Pineal Region Tumors
As mentioned in the PRIMER, the pineal gland hangs on the brain behind
its very center. French 18th century scientist Rene Descartes thought that
the pineal gland was the core of the soul, noting that it was the only
unpaired organ in the body, and located in the center of the brain. He
thought that the gland controlled the movement of the various body "humors."
In fact, the pineal gland is the "third eye" of the brain, and is responsible
for telling the brain when it is day or night. It also controls the body's
hormonal systems, sleep-wake cycle, and other so-called "circadian" body
rhythms. It is in essence, the body's internal clock."
The gland produces a hormone called melatonin, (now a popular over-the-counter
seller). Melatonin levels are what directly influence the function of various
brain centers (appetite, sleep, the hypothalamus and pituitary gland).
The cells of the pineal gland are unique in that they are not related to
either the support cells of the brain (i.e. astrocytes, etc.), nor to the
brain neurons. Rather, they develop on their own. For this reason, true
pineal cell tumors are quite different from other brain tumors.
The pineal gland is also filled with brain support cells (astrocytes)

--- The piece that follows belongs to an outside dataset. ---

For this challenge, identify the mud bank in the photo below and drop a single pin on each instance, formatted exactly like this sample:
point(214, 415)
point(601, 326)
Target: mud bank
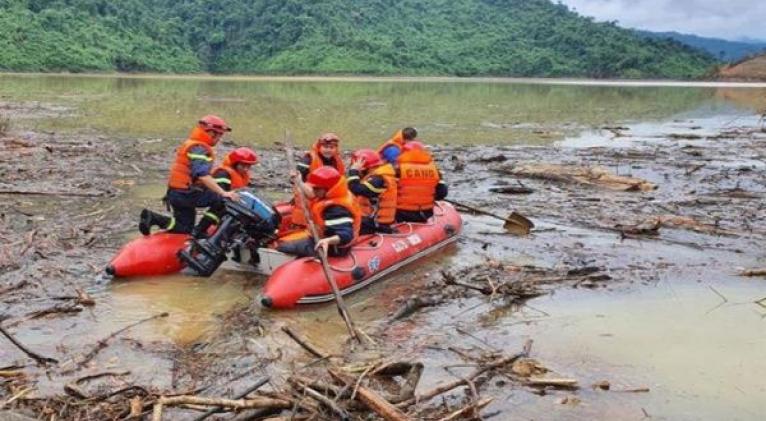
point(620, 208)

and has a very dense input of nerve fibres coming from the eyes via a very
circuitous and complicated route. Thus, the tumors of the astrocyte support
cells of the pineal region are the same as the astrocytomas and GBM.
Pineal tumors, themselves, vary. They include:
-
Pinealocytoma ("benign" pineal cell tumor)
-
Pineoblastoma (more aggressive pineal cell tumor)
-
Pineal germinoma ( aggressive primitive cell tumor growing in the pineal
region)
-
Pineal teratomas (rare tumors of multiple cell types that grow in the pineal
region)
-
Pineal Cysts (most often not treated, unless large enough to cause hydrocephalus
or visual symptoms)
Making the Diagnosis
A combination of CAT scan, MRI, and spinal fluid studies (including
"markers" such as AFP, and spinal fluid cytology), will aid the surgeon
to deliver a very good guess or outright diagnosis.
Treatment Decisions -- Tumor Biopsy
With all of these possibilities in such a small area, it is no wonder
that most physicians feel strongly that at least a biopsy should be taken
prior to considering a treatment course.
-
Surgical Removal. These tumors should be approached surgically at first,
with a best effort approach to remove as much as, if not all, of the tumor.
With current surgical technology, the down side has essentially been reduced
to well below the 2% risk mark, making the decision to operate much less
difficult than previously. Today, the surgery can be minimized so that
recovery time is shortened. Some patients with larger tumors may also develop
hydrocephalus, requiring the placement of a shunt at the time of surgery
or thereafter.
-
Radiation. Some centers perform radiation, at least in a "test" dose (in
the case of the germinoma) since some of the primitive tumors are quite
sensitive, a full course of radiation might be considered.
-
Craniospinal axis. If the spinal fluid cytology is positive, so-called
"craniospinal" axis therapy may be considered. This is done because some
of these tumors will "seed" down from the brain into the spinal canal.
-
Chemotherapy. Many chemotherapy choices may be available. Some of these
tumors are quite sensitive to chemotherapy, accounting for the vigorous
chemo-approach of many neurooncologists to such lesions.